Deployment Strategy Workshop
Retrieval Prompts
- Compare rolling, blue-green, and canary on resource cost, rollback speed, and blast radius.
- Name the four parts of a rollback plan.
- When does a feature flag protect you that a canary cannot, and vice versa?
- What does it mean to "dark launch" a service?
- Why is a
maxUnavailable: 0Kubernetes rolling update meaningfully different from the default?
Compare and Distinguish
Separate these pairs clearly:
- blue-green vs canary
- canary deployment vs canary analysis (metric-gated)
- rollback vs fix-forward
- release toggle vs ops toggle (kill switch)
- progressive delivery vs A/B testing
Common Mistake Check
For each, identify the error:
- "Our rollback plan is to revert the PR and redeploy."
- "We don't need rollback -- we only deploy good code."
- "Canary with 10 pods means we just watch the first pod."
- "Blue-green is always safer than rolling."
- "We flipped the flag at 100% last week; we'll remove it next quarter."
Mini Application
For each of three services described below, produce a rollout plan covering: strategy choice, success metrics, progression steps, rollback trigger, rollback action, rollback owner, rollback deadline.

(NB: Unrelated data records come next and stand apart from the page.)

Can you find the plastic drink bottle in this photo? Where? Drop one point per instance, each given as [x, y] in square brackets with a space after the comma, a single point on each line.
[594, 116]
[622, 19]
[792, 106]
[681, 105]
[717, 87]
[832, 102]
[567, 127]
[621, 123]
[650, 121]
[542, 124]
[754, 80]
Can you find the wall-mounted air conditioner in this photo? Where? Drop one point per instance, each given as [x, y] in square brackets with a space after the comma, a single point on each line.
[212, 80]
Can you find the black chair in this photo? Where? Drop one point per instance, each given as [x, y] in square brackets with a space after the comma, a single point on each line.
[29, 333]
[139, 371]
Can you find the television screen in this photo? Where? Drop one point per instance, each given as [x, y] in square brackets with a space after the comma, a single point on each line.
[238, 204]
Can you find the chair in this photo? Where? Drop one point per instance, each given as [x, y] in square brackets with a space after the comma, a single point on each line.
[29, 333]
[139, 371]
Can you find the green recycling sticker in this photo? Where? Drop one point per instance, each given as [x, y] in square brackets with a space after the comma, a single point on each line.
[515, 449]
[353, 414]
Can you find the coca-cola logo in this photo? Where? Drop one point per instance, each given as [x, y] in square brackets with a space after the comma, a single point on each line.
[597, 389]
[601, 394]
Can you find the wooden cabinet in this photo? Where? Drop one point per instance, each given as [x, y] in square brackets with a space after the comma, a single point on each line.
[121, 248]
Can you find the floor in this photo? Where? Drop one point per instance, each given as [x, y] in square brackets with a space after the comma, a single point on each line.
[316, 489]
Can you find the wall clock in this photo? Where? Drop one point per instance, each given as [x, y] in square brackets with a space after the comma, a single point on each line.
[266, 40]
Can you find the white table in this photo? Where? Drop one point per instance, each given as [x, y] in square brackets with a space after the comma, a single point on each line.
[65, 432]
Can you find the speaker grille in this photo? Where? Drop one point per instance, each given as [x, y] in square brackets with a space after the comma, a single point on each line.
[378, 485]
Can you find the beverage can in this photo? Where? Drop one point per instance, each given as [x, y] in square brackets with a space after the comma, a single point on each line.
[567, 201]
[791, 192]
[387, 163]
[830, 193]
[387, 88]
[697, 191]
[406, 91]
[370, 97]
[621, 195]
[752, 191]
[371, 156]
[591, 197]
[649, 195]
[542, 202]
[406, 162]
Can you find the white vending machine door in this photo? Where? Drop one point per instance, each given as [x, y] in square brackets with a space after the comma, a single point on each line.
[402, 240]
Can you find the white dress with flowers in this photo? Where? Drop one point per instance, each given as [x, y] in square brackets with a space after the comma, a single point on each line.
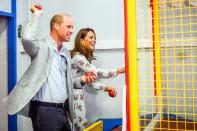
[80, 65]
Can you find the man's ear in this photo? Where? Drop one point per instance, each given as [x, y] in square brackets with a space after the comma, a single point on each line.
[56, 26]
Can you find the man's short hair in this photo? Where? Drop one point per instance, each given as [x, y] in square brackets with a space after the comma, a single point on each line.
[58, 18]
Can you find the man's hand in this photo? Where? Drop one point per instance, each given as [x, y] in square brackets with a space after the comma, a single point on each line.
[87, 79]
[111, 91]
[36, 9]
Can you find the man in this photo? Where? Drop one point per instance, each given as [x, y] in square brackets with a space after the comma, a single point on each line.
[47, 84]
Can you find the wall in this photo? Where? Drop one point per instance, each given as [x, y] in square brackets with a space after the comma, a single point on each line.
[106, 17]
[3, 73]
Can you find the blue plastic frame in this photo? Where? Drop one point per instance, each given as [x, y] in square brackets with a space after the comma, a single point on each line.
[12, 74]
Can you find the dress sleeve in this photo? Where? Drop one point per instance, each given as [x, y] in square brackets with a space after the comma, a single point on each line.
[86, 66]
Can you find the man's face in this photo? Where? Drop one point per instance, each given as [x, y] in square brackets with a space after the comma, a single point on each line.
[65, 30]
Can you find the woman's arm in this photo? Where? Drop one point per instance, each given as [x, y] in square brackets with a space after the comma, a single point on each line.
[84, 65]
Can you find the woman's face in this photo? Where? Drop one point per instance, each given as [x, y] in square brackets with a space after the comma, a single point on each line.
[89, 41]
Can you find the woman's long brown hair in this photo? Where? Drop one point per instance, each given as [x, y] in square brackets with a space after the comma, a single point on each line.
[78, 48]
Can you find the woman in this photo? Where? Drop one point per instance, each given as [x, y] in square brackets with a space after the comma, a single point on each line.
[82, 56]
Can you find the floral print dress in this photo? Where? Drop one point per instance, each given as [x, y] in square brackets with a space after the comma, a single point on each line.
[80, 65]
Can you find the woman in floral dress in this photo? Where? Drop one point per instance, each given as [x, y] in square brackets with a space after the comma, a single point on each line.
[82, 56]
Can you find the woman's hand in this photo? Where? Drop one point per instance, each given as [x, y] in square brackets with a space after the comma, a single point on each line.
[87, 79]
[120, 70]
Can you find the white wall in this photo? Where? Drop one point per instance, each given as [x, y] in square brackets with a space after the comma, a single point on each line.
[106, 17]
[5, 6]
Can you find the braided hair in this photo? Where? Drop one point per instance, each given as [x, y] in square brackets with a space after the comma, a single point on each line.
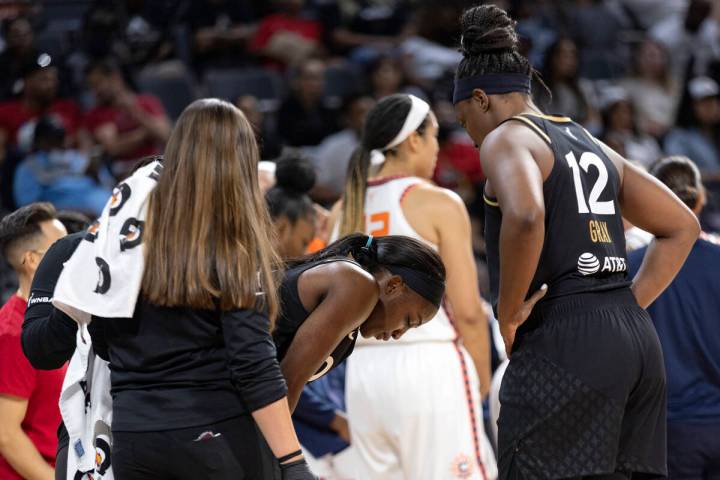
[682, 176]
[489, 44]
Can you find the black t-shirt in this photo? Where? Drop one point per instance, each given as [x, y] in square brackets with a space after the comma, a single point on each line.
[180, 367]
[584, 247]
[293, 315]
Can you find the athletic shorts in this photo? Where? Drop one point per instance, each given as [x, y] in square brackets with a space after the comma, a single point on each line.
[584, 393]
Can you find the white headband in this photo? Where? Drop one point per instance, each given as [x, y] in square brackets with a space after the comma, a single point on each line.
[419, 110]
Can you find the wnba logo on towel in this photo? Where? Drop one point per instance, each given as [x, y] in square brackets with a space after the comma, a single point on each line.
[462, 467]
[131, 234]
[103, 276]
[155, 174]
[92, 231]
[588, 264]
[121, 194]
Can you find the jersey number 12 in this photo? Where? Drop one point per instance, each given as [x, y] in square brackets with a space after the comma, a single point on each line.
[586, 160]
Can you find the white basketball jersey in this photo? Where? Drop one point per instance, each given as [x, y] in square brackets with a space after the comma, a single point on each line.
[384, 216]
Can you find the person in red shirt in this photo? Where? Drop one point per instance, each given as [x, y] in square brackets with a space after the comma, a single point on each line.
[29, 413]
[287, 37]
[39, 98]
[128, 126]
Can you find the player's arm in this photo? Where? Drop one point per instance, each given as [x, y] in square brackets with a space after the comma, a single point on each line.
[348, 296]
[468, 310]
[650, 205]
[517, 183]
[15, 446]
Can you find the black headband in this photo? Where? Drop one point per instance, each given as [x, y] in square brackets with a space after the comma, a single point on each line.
[426, 286]
[491, 84]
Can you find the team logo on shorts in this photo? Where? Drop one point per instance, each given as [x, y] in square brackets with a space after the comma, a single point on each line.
[588, 264]
[462, 466]
[121, 194]
[131, 234]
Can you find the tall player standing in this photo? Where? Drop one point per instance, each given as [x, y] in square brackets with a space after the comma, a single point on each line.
[414, 404]
[584, 394]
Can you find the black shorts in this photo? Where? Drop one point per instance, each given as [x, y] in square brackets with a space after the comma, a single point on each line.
[584, 393]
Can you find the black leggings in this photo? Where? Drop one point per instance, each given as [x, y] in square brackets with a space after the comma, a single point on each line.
[229, 450]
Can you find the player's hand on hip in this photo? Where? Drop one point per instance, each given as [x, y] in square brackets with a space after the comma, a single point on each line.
[508, 327]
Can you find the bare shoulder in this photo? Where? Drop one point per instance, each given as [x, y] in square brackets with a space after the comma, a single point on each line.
[340, 273]
[434, 197]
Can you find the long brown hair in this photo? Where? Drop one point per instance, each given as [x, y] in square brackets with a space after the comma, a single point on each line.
[208, 234]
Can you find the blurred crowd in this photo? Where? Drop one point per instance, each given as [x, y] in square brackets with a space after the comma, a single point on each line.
[90, 86]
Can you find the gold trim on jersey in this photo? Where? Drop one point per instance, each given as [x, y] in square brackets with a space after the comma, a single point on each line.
[490, 202]
[552, 118]
[530, 124]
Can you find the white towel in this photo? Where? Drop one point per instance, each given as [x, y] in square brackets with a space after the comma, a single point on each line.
[86, 407]
[113, 248]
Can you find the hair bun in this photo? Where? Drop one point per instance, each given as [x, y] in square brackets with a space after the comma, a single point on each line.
[295, 174]
[486, 29]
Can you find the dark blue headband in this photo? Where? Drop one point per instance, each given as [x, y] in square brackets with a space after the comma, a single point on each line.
[491, 84]
[424, 285]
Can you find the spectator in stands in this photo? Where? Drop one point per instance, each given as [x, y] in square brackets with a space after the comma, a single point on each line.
[371, 29]
[696, 34]
[304, 118]
[265, 133]
[288, 37]
[52, 173]
[221, 31]
[458, 165]
[19, 49]
[332, 156]
[686, 319]
[697, 134]
[652, 89]
[387, 77]
[569, 92]
[621, 131]
[39, 97]
[29, 413]
[127, 125]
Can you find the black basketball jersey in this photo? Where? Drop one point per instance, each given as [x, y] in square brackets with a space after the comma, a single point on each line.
[584, 247]
[293, 315]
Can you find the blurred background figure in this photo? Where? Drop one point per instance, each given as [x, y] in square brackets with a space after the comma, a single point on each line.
[685, 317]
[304, 118]
[64, 177]
[652, 89]
[569, 91]
[126, 125]
[621, 131]
[221, 31]
[330, 159]
[19, 49]
[697, 134]
[291, 209]
[29, 412]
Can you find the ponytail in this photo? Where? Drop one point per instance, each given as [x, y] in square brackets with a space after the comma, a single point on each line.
[353, 204]
[387, 125]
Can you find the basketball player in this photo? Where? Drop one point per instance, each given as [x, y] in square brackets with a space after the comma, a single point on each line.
[377, 287]
[584, 393]
[414, 404]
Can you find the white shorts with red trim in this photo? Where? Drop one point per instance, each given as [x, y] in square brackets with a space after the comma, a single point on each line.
[415, 413]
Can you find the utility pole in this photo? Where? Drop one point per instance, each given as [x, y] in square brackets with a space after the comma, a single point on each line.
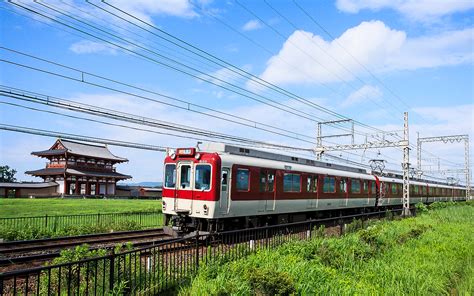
[378, 143]
[446, 140]
[406, 167]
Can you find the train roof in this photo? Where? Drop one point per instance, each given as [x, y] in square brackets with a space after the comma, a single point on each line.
[234, 150]
[329, 168]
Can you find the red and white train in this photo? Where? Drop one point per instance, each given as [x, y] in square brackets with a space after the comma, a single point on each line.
[224, 187]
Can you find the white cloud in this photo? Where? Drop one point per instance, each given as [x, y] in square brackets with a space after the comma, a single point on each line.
[252, 25]
[419, 10]
[373, 44]
[365, 93]
[145, 8]
[225, 74]
[86, 47]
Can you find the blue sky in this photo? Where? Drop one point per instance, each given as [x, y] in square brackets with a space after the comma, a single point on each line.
[419, 57]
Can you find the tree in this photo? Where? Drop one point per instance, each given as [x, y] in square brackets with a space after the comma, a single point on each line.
[7, 174]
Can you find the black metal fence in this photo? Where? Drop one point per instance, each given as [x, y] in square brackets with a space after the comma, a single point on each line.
[156, 269]
[58, 222]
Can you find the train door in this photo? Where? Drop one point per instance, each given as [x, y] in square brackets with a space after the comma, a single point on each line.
[224, 200]
[267, 202]
[343, 192]
[271, 203]
[183, 193]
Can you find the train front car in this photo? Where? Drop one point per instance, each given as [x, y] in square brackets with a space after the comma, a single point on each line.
[191, 189]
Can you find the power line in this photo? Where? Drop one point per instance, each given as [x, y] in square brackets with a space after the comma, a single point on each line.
[187, 105]
[348, 52]
[329, 55]
[148, 58]
[55, 134]
[112, 114]
[286, 106]
[230, 87]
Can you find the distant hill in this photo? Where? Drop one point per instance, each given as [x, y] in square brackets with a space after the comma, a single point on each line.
[144, 184]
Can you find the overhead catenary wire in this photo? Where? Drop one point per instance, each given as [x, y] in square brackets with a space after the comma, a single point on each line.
[216, 81]
[55, 134]
[384, 85]
[143, 121]
[332, 57]
[254, 77]
[53, 19]
[83, 78]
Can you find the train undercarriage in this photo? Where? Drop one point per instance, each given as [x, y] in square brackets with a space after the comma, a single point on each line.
[183, 224]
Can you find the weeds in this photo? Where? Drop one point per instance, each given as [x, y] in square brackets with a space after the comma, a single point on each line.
[431, 254]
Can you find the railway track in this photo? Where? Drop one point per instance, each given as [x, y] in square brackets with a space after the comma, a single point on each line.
[17, 255]
[37, 251]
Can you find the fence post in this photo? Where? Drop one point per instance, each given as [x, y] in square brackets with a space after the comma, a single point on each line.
[266, 234]
[310, 229]
[197, 250]
[1, 285]
[111, 274]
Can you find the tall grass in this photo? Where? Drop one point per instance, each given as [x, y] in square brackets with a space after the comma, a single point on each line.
[432, 254]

Service A: checkout-api. User-facing, 5k rps, stateless, behind a load balancer, heavy in-flight-transactions sensitivity.
Service B: report-generator. Internal batch service, runs every 15 minutes, reads from the warehouse, writes reports to S3. No concurrent requests to worry about.
Service C: payments-ledger. Handles money. Writes to a strongly consistent store. Cannot run two versions of schema simultaneously.
One correct answer is not a rolling update for all three. The exercise is defending each choice from the service shape.
Evidence Check
Your three plans are complete if:
- each specifies a concrete metric and threshold, not "watch the dashboard"
- each rollback action is a single command that can be tested in staging
- you can explain why service C probably needs blue-green and service A probably needs canary
- each plan names a single rollback owner (no approval chain)
Integrated SQA and Maintenance Drill
For each service, add the support plan that happens after deployment.
- pre-release SQA checks: test tier, security scan, performance smoke test, and migration check
- deployment evidence: artifact digest, environment, approver, and release note
- maintenance signal: alert or dashboard that proves the service is healthy after release
- support path: who receives the first report, what log or metric they inspect first, and when rollback starts
- configuration-management rule: how branches, tags, release notes, and hotfixes are named
Evidence check: write one incident-style note for a bad deploy and show how the process would detect, roll back, and learn from it.